Forthright essays reveal the world according to Podhoretz

The Bloody Crossroads: Where Literature and Politics Meet, by Norman Podhoretz. New York: Simon & Schuster. 221 pp. $16.95. Controversy has always been Norman Podhoretz's element. As editor of the magazine Commentary, he reminds us, he was among the first to publish substantive criticism of American involvement in Southeast Asia, back in the early 1960s. Yet, by 1982, he was arguing in his book ``Why We Were in Vietnam'' that our cause had essentially been a noble one.

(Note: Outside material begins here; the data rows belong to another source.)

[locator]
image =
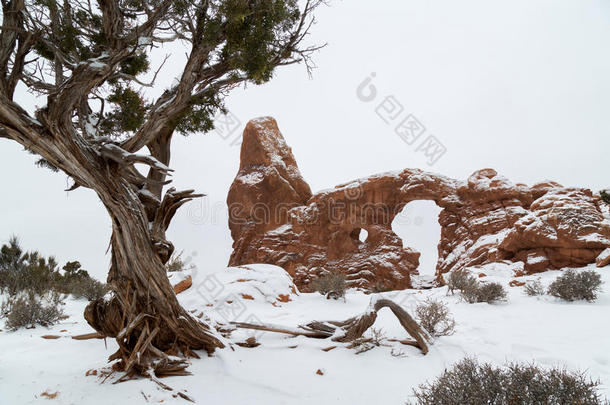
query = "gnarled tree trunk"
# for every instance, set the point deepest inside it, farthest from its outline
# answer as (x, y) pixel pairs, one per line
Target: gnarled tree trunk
(144, 315)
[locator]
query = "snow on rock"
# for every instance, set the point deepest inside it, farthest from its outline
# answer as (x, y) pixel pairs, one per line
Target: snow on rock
(604, 258)
(275, 219)
(261, 283)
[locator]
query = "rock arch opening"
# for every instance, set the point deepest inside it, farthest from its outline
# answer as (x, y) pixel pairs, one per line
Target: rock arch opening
(418, 227)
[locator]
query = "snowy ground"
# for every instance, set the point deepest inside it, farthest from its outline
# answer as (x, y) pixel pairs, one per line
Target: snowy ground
(544, 330)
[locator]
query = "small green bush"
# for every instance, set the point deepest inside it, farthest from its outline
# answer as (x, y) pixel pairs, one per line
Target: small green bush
(88, 288)
(32, 273)
(469, 382)
(27, 310)
(534, 288)
(435, 317)
(332, 285)
(460, 280)
(573, 286)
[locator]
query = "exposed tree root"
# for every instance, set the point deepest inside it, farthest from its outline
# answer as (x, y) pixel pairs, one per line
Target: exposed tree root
(352, 328)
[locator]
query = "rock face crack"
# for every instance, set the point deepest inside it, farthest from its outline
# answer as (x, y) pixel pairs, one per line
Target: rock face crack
(275, 219)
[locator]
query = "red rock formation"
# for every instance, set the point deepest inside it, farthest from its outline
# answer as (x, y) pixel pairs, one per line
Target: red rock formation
(275, 219)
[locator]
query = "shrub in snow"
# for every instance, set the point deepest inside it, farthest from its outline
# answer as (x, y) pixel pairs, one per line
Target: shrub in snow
(332, 285)
(483, 292)
(469, 382)
(534, 288)
(21, 271)
(24, 273)
(460, 280)
(87, 288)
(434, 317)
(489, 292)
(27, 310)
(572, 285)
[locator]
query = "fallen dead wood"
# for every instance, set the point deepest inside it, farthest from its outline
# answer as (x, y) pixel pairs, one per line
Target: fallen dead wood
(88, 336)
(352, 328)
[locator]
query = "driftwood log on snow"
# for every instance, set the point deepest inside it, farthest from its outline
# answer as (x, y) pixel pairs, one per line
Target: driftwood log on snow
(352, 328)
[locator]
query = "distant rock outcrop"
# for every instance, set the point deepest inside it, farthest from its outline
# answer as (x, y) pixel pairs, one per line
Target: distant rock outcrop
(275, 219)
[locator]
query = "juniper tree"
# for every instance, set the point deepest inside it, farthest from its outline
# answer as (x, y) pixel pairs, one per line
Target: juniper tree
(87, 62)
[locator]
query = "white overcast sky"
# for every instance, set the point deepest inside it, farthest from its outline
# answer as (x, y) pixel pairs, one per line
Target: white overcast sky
(522, 86)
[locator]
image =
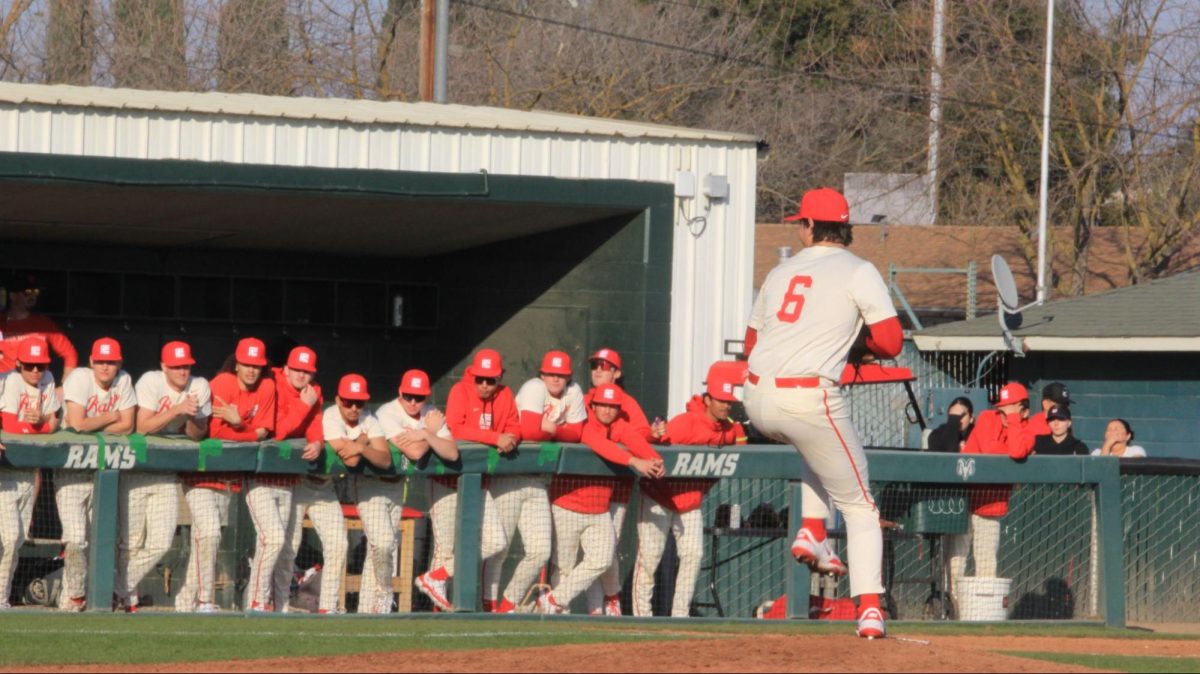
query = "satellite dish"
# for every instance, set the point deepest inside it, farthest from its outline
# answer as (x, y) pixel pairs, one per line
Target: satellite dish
(1005, 283)
(1008, 313)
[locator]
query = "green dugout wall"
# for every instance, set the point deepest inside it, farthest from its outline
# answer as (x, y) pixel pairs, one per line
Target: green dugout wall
(150, 251)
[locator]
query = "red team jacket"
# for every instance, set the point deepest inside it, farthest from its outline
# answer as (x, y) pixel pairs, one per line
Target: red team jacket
(693, 427)
(257, 409)
(293, 419)
(991, 437)
(12, 331)
(591, 495)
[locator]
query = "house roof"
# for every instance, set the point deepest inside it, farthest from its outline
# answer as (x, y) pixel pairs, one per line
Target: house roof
(317, 110)
(1161, 316)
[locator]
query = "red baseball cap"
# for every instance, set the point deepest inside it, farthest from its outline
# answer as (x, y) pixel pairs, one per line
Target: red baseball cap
(486, 363)
(609, 355)
(556, 362)
(34, 350)
(415, 383)
(303, 359)
(1012, 392)
(720, 387)
(609, 395)
(823, 204)
(353, 387)
(175, 354)
(251, 350)
(106, 349)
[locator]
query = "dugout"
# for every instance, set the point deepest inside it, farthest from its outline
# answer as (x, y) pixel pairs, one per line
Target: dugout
(385, 235)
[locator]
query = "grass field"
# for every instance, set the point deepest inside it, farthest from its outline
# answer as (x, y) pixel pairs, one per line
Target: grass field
(42, 638)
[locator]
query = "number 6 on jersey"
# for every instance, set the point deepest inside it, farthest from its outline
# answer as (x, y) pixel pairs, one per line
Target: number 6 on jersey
(793, 301)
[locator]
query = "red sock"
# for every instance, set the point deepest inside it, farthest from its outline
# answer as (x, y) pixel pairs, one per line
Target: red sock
(816, 527)
(868, 601)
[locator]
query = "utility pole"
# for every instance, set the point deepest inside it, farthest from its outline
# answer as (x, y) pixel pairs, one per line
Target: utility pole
(935, 101)
(429, 19)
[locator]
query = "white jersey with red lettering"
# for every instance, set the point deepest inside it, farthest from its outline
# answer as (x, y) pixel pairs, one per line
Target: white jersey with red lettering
(155, 393)
(810, 310)
(82, 389)
(394, 420)
(18, 396)
(569, 408)
(808, 316)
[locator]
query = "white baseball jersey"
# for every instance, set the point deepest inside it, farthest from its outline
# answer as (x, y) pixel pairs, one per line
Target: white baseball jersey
(336, 428)
(19, 396)
(805, 332)
(155, 393)
(394, 420)
(569, 409)
(81, 387)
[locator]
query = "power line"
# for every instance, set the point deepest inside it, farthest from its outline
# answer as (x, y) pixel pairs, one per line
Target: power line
(820, 76)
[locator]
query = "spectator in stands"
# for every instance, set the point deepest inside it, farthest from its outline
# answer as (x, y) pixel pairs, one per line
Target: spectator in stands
(1061, 441)
(1053, 395)
(1000, 431)
(18, 323)
(1117, 438)
(952, 435)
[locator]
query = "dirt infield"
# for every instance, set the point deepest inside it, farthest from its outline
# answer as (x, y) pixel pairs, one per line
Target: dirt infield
(767, 653)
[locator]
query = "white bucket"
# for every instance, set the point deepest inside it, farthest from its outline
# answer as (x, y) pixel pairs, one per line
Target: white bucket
(983, 600)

These days, he castigates Ronald Reagan and his administration for being too ``soft.'' Although Podhoretz's steady march rightward has occasioned much comment, it is, I think, particularly telling that the event that caused the deepest consternation in his immediate circle was the publication of his memoir, ``Making It'' (1967). The book had less to do with ideological politics than with the kind of political in-fighting found in offices, universities, and other institutions. It wasn't considered quite the thing for a writer, especially one who presented himself as an intellectual, to dwell on such matters, or, worse yet, admit he was ambitious for worldly success.

Forthright as ever, Podhoretz continues on his course, burdened by a sense of being the only person (or, at least, one of a small minority) to ``tell it like it is'' -- or, more accurately, to tell it like he thinks it is, although one sometimes wonders if he perceives the difference. Indeed, he has become so unafraid of being labeled an extremist it would seem he has ceased to examine his position in a critical spirit.

The title of this collection of essays comes from Lionel Trilling's characterization of cultural criticism as the dark and bloody crossroads where literature and politics meet. Podhoretz is one of that diverse group -- ranging from Morris Dickstein, champion of the counter-culture, to Podhoretz himself, the adversary culture's adversary -- that claims Trilling as its intellectual mentor. Yet it is certainly a long way from Trilling's elaborately balanced, carefully considered cadences to the exponential leaps by which Podhoretz drives a line of reasoning to its ``logical,'' if not always tenable, extreme.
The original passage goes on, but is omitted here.